Steve Malanga takes issue with the notion that greater government intervention can combat rising costs in health care. He begins by noting that prior interventions, such as Medicare, have actually contributed to inflation in this sector:
One indication of just how much of a culprit government has been in the rapid expansion of U.S. health care costs is a 2005 National Bureau of Economic Research study by economists Laurence Kotlikoff and Christian Hagist which examined the growth in public sector-care spending since 1970 in 10 industrialized countries including the U.S. The study found that the annualized rate of growth in government spending on health care was not only tops in the U.S., at 6.23 percent, but that the rate of growth here was the fastest relative to increases in gross domestic product among the 10 countries studied. That's one reason why today the U.S. devotes about 16 percent of it domestic product to health care, compared to an average of less than 9 percent in other industrialized countries.
Much of this growth, by the way, is not a function of demographic trends like the aging of the population, the economists estimated, but of a constant expansion of benefits by government. That accounted for nearly 90 percent of the increase in spending over the years.

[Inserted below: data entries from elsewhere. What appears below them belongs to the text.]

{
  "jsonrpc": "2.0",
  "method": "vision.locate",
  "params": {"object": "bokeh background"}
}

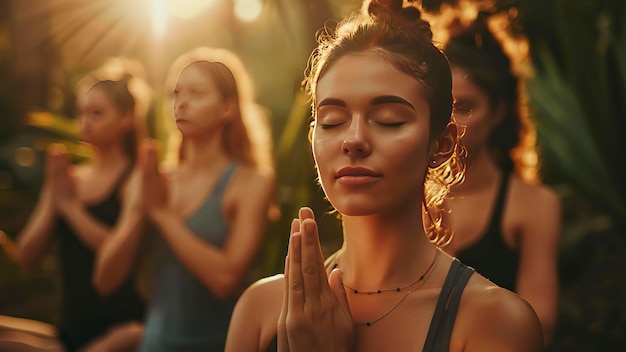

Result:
[0,0,626,351]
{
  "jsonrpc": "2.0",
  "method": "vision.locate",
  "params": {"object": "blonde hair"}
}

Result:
[165,47,273,173]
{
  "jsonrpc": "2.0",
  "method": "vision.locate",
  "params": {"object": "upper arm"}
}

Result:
[226,275,283,352]
[516,187,561,333]
[224,173,275,271]
[464,287,544,352]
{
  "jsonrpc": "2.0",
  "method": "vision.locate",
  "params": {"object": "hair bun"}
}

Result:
[400,6,422,21]
[367,0,403,15]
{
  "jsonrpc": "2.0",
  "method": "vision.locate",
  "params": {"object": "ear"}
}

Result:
[224,98,239,121]
[491,101,508,129]
[122,112,134,131]
[428,122,457,168]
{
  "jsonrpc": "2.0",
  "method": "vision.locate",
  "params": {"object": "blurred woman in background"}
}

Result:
[436,13,561,343]
[95,48,275,352]
[5,59,150,351]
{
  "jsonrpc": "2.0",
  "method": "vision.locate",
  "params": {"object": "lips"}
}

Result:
[335,167,382,185]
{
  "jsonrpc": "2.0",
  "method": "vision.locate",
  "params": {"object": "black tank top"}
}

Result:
[456,173,519,291]
[55,168,144,351]
[267,254,474,352]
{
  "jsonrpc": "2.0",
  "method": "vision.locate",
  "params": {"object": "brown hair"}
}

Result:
[166,47,273,173]
[304,0,464,246]
[76,57,152,161]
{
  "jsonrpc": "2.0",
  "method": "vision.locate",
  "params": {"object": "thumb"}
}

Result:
[328,268,351,316]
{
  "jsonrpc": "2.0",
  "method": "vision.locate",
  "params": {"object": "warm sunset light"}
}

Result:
[235,0,263,22]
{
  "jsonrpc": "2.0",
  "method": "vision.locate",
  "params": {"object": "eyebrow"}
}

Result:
[317,95,415,110]
[317,98,346,109]
[370,95,415,110]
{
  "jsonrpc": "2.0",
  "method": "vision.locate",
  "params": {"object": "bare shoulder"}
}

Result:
[237,274,283,318]
[512,176,560,206]
[226,274,284,351]
[456,274,543,352]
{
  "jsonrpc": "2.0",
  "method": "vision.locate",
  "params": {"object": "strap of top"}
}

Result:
[485,173,510,234]
[423,259,474,352]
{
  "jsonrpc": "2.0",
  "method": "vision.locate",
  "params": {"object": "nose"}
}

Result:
[174,95,187,111]
[341,117,371,157]
[78,113,90,132]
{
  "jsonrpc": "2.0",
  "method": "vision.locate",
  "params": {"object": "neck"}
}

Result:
[338,205,436,290]
[454,151,501,194]
[92,144,130,170]
[184,134,231,170]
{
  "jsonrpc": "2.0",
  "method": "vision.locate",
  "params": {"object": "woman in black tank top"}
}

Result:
[9,59,149,351]
[436,13,561,343]
[226,0,542,352]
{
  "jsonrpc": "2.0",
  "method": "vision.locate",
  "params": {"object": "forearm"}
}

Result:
[151,210,244,299]
[93,212,144,295]
[59,202,111,252]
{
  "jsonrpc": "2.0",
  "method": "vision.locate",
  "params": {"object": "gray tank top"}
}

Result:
[267,258,474,352]
[141,164,237,352]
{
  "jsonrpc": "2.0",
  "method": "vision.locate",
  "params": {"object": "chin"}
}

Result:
[331,200,382,216]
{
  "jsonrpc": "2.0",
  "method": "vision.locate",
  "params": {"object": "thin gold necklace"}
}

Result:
[334,250,439,295]
[334,249,441,327]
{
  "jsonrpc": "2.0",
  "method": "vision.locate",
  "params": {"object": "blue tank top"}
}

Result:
[456,173,519,291]
[54,168,144,351]
[141,164,237,352]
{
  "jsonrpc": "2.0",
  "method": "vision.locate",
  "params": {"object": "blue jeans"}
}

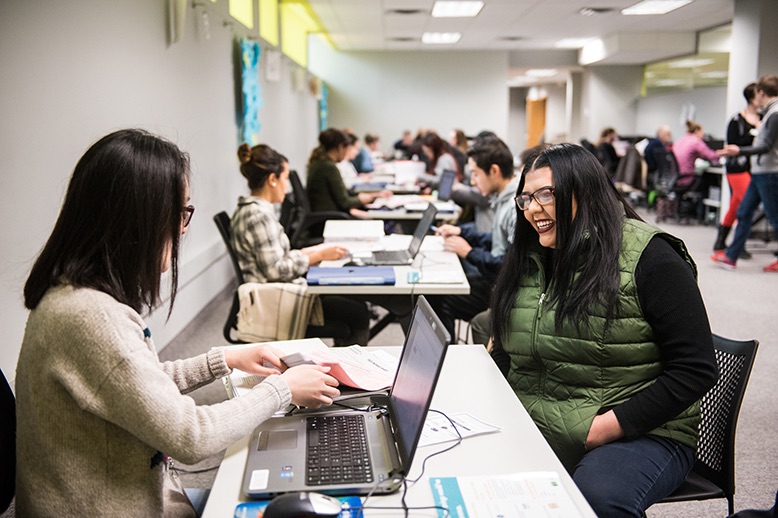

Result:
[573,435,695,518]
[726,172,778,262]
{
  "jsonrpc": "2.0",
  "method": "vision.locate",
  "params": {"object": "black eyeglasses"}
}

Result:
[181,205,194,227]
[513,185,554,210]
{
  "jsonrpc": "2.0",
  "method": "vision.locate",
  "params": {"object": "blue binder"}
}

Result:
[307,266,395,286]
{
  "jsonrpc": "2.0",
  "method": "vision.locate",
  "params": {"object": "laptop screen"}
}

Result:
[389,296,449,474]
[408,203,438,257]
[438,169,457,201]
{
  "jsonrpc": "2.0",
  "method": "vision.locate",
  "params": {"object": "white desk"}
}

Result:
[308,234,470,295]
[203,345,595,518]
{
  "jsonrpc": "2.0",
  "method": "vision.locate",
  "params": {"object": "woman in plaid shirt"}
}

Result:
[230,144,370,345]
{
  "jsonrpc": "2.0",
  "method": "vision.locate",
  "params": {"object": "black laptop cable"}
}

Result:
[350,408,462,518]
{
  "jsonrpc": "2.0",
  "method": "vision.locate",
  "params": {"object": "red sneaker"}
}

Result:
[710,250,732,271]
[762,261,778,273]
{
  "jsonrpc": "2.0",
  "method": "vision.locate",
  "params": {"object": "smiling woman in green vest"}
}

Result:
[492,144,718,516]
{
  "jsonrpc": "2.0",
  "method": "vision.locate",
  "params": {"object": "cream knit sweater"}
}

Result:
[16,286,291,517]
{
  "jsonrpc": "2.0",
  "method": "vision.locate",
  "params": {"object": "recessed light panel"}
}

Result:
[421,32,462,45]
[555,38,592,49]
[432,0,484,18]
[621,0,692,15]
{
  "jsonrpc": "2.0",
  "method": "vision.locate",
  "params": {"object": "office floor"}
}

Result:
[153,208,778,518]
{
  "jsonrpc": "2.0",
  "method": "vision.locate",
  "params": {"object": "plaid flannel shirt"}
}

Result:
[230,196,309,282]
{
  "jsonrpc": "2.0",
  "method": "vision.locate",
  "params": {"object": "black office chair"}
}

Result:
[662,335,759,514]
[285,171,352,248]
[213,211,246,344]
[0,370,16,514]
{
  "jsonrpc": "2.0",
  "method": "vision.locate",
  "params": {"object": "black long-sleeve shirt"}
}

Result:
[492,237,718,438]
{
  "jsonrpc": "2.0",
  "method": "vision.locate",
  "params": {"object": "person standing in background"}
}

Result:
[713,83,761,259]
[596,128,620,178]
[711,76,778,273]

And much of that expansion was driven by vast disparities between government spending in the U.S. and elsewhere on the elderly. Since health care costs are highest for seniors, the economists compared the difference in spending on seniors with spending on a control group aged 50 to 64. In the U.S., where seniors are covered by universal insurance in the form of Medicare, we spend a whopping 8 to 12 times more for medical care on the elderly than on those aged 50 to 64. By contrast, Austria, Germany, Spain, and Sweden spend only twice as much on health care for the elderly as the younger group, and Japan, Norway, the United Kingdom, and Canada spend just 4 to 8 times more. The economists attribute the vast differences between America and other countries to the fact that, "America's elderly are politically very well organized, and each cohort of retirees has, since the 1950s, used its political power to extract ever greater transfers from contemporaneous workers."

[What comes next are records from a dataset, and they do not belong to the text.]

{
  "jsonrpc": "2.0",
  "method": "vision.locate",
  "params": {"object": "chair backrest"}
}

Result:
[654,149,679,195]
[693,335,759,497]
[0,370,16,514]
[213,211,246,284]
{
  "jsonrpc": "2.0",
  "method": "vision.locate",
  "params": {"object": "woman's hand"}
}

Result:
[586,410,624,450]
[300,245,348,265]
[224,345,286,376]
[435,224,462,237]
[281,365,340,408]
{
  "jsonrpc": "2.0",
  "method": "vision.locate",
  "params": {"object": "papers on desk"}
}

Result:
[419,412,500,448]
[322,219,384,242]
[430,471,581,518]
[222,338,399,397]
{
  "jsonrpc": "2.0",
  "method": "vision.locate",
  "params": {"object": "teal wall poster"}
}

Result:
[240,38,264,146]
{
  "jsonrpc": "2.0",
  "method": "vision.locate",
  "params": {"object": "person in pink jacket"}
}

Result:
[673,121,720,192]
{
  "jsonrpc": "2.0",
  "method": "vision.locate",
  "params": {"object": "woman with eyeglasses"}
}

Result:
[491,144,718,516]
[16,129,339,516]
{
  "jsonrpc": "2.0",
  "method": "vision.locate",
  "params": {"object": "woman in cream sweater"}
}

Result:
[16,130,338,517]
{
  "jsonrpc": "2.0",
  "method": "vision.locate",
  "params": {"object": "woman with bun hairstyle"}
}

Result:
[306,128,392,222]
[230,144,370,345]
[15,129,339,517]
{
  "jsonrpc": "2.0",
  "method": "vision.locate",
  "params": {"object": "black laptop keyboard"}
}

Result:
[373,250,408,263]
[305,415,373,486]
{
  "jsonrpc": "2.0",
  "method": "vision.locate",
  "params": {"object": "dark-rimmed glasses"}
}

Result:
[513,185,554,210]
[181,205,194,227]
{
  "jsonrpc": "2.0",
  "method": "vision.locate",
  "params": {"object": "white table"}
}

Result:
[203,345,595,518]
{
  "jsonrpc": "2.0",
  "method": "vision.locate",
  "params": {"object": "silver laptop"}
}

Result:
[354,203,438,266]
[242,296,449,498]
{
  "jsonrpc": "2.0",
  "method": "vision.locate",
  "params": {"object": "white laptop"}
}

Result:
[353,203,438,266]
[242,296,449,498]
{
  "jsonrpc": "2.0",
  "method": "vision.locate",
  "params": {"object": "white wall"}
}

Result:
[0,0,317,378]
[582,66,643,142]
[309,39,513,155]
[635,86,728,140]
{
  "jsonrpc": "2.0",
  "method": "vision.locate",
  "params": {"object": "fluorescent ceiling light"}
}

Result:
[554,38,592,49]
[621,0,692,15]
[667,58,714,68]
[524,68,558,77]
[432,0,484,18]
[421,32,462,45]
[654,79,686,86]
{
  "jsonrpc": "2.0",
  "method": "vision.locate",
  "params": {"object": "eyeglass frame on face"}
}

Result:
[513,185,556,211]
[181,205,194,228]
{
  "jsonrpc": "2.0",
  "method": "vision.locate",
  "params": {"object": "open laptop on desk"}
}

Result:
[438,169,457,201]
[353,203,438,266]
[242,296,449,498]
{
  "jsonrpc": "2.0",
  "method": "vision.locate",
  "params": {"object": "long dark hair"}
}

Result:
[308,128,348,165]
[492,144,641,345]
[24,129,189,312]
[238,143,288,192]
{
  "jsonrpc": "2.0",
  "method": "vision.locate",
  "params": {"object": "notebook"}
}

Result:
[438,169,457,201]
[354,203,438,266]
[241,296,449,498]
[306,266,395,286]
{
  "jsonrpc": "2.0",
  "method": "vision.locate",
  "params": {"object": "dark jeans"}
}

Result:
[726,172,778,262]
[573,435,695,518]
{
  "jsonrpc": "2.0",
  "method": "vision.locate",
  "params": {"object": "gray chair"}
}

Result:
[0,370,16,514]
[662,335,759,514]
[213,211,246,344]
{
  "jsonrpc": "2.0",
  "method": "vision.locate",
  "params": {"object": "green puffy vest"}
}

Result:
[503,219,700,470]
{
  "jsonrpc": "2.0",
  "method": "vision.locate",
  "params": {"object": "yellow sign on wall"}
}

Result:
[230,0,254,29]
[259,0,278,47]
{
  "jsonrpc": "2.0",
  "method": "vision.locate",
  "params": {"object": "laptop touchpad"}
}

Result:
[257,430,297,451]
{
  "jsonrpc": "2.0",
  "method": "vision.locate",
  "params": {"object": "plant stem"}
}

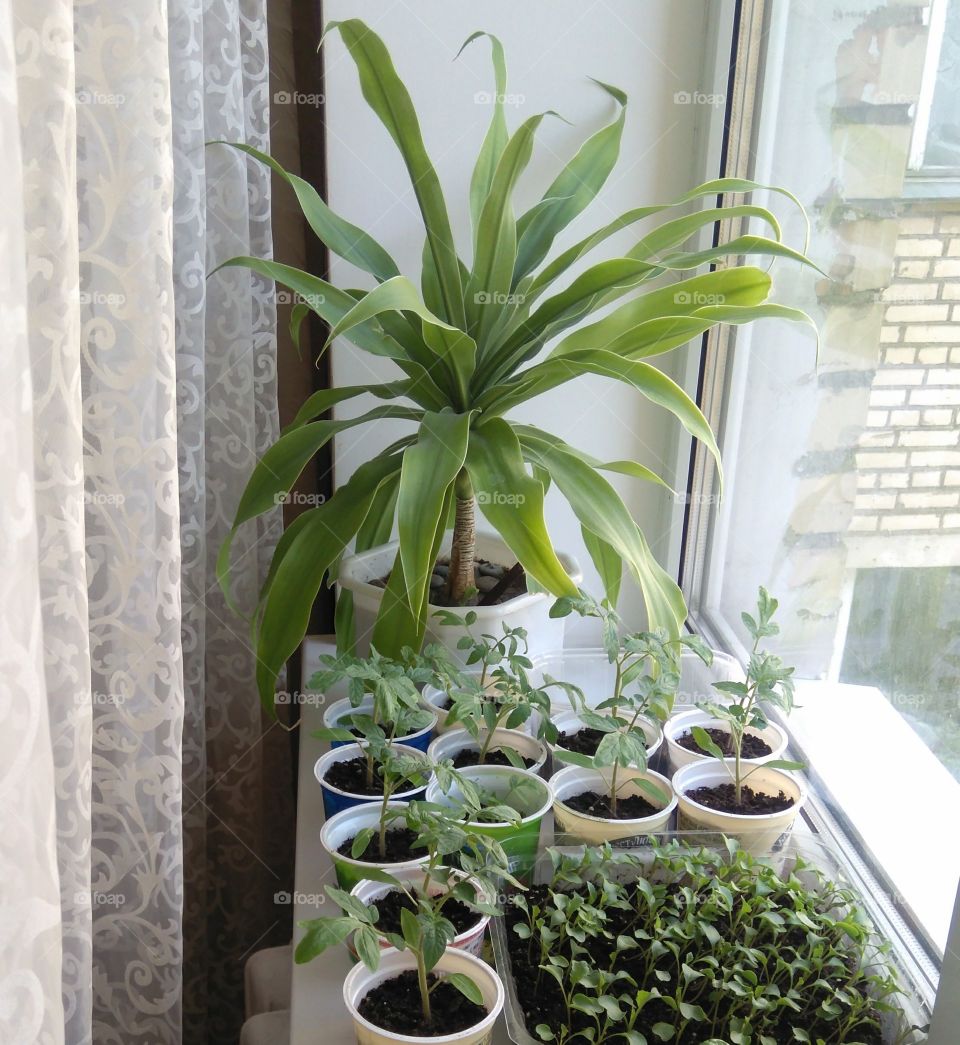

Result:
[446,468,476,606]
[417,951,430,1023]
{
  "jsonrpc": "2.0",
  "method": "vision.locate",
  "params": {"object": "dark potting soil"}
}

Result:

Besides such programs Malanga also notes the role of regulation:
One stark example is in staffing levels at hospitals and clinics. Advocates have argued for higher staffing levels and used political muscle to achieve their ends. One characteristic example is a 1999 effort by nurses in California to win a new law mandating that hospitals employ one nurse for every five patients-down from an average of one per six patients. Although hospital administrators argued the legislation would cost more than $1 billion annually and not benefit patients, the legislature passed it and Gov. Gray Davis signed into in law. Several years later, when Gov. Arnold Schwarzenegger tried to roll back the requirement, citing the burden on hospitals, nursing unions went ballistic. They ran a $100,000 a week ad campaign attacking the Governator and interrupted his speeches with chants of "safe staffing saves lives" and "hands off our ratios."A government intervention that would lower costs would be unprecedented.

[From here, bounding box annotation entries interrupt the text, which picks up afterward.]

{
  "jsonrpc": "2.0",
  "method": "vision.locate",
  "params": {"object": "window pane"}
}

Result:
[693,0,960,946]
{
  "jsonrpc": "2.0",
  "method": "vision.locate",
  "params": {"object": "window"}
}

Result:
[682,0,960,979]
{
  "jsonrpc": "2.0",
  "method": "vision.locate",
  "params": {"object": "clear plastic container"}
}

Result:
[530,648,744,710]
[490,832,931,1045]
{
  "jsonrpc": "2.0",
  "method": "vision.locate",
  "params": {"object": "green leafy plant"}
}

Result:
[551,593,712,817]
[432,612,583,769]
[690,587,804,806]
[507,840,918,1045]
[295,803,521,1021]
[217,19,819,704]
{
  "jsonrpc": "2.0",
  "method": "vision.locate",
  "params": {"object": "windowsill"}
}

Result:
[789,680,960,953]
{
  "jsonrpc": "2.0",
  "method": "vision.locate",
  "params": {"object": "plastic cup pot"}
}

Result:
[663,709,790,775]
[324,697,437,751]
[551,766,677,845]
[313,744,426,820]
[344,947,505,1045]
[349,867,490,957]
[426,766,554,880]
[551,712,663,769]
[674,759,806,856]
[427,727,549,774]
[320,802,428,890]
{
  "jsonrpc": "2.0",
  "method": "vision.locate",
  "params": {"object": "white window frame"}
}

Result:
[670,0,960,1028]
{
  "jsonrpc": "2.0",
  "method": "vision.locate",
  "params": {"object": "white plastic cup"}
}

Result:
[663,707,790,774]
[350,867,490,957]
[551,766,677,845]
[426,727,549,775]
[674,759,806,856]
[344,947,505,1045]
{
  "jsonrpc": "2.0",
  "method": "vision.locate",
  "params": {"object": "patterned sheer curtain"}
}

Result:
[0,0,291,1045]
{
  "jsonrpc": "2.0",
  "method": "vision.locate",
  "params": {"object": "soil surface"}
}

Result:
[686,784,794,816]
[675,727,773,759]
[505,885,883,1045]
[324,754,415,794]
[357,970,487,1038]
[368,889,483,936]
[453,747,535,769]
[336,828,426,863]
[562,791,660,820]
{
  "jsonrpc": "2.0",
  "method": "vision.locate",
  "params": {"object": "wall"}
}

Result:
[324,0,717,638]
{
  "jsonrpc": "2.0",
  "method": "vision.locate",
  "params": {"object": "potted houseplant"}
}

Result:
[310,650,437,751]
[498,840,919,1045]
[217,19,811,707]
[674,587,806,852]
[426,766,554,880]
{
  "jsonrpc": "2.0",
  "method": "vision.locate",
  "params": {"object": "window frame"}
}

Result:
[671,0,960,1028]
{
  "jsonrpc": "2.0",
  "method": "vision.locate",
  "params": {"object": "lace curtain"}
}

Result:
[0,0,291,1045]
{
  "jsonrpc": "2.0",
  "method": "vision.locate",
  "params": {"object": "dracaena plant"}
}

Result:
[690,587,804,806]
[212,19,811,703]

This kind of political pressure amounts to more than just small change, as a 2007 McKinsey & Co. report found. McKinsey compared costs in American healthcare to those of 12 other industrialized countries to determine why we spend so much and one differential, McKinsey found, was in labor costs associated with nursing. Adjusting for population and the wealth of nations, the report found that the United States spent on average $50 billion more annually on nursing and clinical care than the other industrialized countries because of significantly higher staffing levels. Meanwhile, in California, studies have shown that the additional staffing requirement had no impact on patient care.